Project home page is available here.
DESCS-STANDALONE is a tool allowing user to identify and structurally compare local, contact-based structural motifs, called descriptors. The descriptors can be built on unmodified residues from biological molecules such as proteins and RNAs. Both PDB and CIF formats are supported to store 3D structures of the considered molecules. At the beginning of the processing, a comprehensive validation of the input tertiary structures is performed. As a result, all identified inconsistencies are filtered out and stored in a log file. Features of the tool include:
- Identification of descriptors observed in the structural neighborhood of every residue of the input 3D structure of a molecule.

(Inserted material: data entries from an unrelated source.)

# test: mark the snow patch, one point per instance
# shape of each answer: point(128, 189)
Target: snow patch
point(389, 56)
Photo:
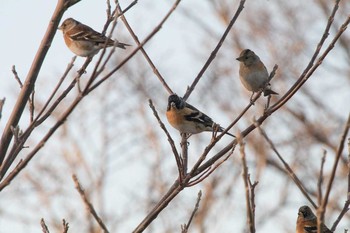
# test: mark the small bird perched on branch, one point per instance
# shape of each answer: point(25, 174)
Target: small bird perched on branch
point(253, 73)
point(85, 41)
point(307, 222)
point(188, 119)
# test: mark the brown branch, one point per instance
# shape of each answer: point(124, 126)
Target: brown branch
point(44, 227)
point(88, 204)
point(206, 173)
point(65, 226)
point(143, 51)
point(311, 67)
point(335, 165)
point(185, 227)
point(184, 153)
point(176, 187)
point(16, 76)
point(245, 175)
point(170, 140)
point(32, 75)
point(288, 169)
point(215, 51)
point(154, 31)
point(320, 179)
point(2, 102)
point(347, 202)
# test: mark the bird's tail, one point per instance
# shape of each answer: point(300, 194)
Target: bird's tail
point(122, 45)
point(269, 92)
point(222, 129)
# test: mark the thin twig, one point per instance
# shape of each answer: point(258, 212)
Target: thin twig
point(65, 226)
point(32, 106)
point(155, 30)
point(44, 227)
point(185, 227)
point(16, 76)
point(88, 204)
point(143, 51)
point(347, 202)
point(250, 217)
point(184, 153)
point(287, 167)
point(206, 173)
point(335, 165)
point(170, 140)
point(311, 67)
point(32, 75)
point(215, 51)
point(320, 179)
point(2, 102)
point(252, 200)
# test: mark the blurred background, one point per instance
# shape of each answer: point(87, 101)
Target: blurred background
point(114, 145)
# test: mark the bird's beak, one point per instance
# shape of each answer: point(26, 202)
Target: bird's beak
point(239, 58)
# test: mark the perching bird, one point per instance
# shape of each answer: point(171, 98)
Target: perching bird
point(188, 119)
point(307, 221)
point(253, 73)
point(83, 40)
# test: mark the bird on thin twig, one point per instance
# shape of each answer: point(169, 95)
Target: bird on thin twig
point(253, 73)
point(188, 119)
point(307, 222)
point(85, 41)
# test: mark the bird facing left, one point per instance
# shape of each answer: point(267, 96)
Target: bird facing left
point(188, 119)
point(85, 41)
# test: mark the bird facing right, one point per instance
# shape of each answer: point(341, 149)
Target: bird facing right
point(307, 221)
point(253, 73)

- A flexible definition of an expression used for identification of close residues in the structural proximity of a descriptor's center. The tool supports basic operators: logical (i.e., OR, AND, NOT), relational (i.e., <, <=, =, >=, >) and arithmetic ones. A user can introduce the DISTANCE operator between any atoms, except hydrogens, that are found in the 3D structure of the input molecule (e.g., DISTANCE:C1';O5', DISTANCE:CA). Moreover, several virtual atoms can be also applied, i.e., in proteins: geometric centers of a backbone [BBGC] and a side chain [SCGC], CB extended point [CBX], and virtual CB atom provided by biojava [VCB], while in RNAs: geometric centers of a backbone [BBGC], a ribose [RBGC] and a base [BSGC].
- The size of the descriptor element can be configured by the user.

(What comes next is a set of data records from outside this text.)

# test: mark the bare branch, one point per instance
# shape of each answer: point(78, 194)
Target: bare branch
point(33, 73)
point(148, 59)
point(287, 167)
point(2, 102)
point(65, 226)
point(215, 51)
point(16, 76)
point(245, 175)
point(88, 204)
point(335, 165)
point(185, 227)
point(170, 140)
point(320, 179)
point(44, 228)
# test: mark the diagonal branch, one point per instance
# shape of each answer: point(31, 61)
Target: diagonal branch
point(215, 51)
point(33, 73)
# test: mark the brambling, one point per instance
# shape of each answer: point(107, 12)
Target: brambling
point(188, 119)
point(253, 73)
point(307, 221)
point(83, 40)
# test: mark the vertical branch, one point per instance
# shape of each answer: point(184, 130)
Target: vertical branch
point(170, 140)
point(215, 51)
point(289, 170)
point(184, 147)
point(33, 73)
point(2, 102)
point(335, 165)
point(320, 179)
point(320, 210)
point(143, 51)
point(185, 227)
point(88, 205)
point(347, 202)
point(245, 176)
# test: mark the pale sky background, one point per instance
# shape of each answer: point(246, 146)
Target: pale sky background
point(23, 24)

- The output descriptor set can be constrained by the user through thresholds associated with the number of segments, elements and residues.
- A concurrent processing is supported to increase processing efficiency, the number of threads can be configured by the user.
- Structural comparison of a descriptor pair performed with the use of several computationally efficient algorithms.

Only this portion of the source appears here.